Ma voix résonne dans ma tête, lente et affirmée. Je répète cette intention encore et encore, laissant mon esprit se concentrer uniquement sur ce but. Le temps devient flou, et mes perceptions changent. Une douce chaleur monte en moi, s’étendant de mon ventre à tout mon être. L’air semble s’épaissir, comme si je me trouvais entre deux réalités.
Peu à peu, j’entre dans un état second. La perception de tout ce qui m’entoure change, et j’ai la sensation de ne plus rien toucher, comme si je pouvais léviter. Mon corps ne sent plus le tapis sous moi, et mes mains, toujours en position de Rudra Mudra, ne perçoivent plus le tissu de mon legging. Les sons deviennent sourds et lointains comme si mes oreilles étaient dans une bulle. Rien ne peut me perturber. Je reste concentrée, prenant de profondes inspirations régulièrement.
Puis, au bout d’un certain moment indéfinissable, un frisson parcourt mon corps, de la pointe de mes pieds jusqu’au sommet de mon crâne, en passant par ma colonne vertébrale.

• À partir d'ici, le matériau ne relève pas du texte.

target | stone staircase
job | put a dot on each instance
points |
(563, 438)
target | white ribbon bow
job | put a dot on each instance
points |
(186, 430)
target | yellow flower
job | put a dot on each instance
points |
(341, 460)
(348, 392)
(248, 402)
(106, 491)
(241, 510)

C’est à ce moment-là que je décide d’ouvrir les yeux.
Le tapis, les bougies, la bibliothèque, tout ce qui fait mon univers dans ce sous-sol… a disparu.
Je suis stupéfaite par ce que je j’entrevois. Je me retrouve dans une pièce remplie de poussière et de toiles d’araignée accompagné d’un enchevêtrement de cartons empilés. Au milieu de ce fouillis, une silhouette s’active, fouillant dans des boîtes.
Je retiens mon souffle. Toujours en tailleur, je reste figée. L'inconnu finit par se retourner. Sous la lumière d'une ampoule unique, je reconnais ses traits : il est mon portrait craché. Pourtant, sa coupe de cheveux est courte, et il est habillé en homme. C'est une version masculine de moi-même. Le choc me cloue sur place, puis une douleur intense surgit dans ma tête. Malgré cette migraine lancinante, je ne fléchis pas, je résiste.
— Non, non, je ne veux pas partir, pas maintenant ! Il me faut cette page manquante du carnet de Gwendoline …
Cela s'intensifie, et devient de plus en plus difficile de recentrer mes pensées. Je lutte contre la douleur, ancrant mon regard dans celui de l'inconnu, répétant sans cesse : il me faut la page manquante !
Mais déjà, la pièce s’efface autour de moi, laissant place à ma bibliothèque, à ma table ronde...
Tout redevient familier.
Ma vision s'obscurcit, mes forces m'abandonnent, et je m'évanouis, vidée de toute énergie.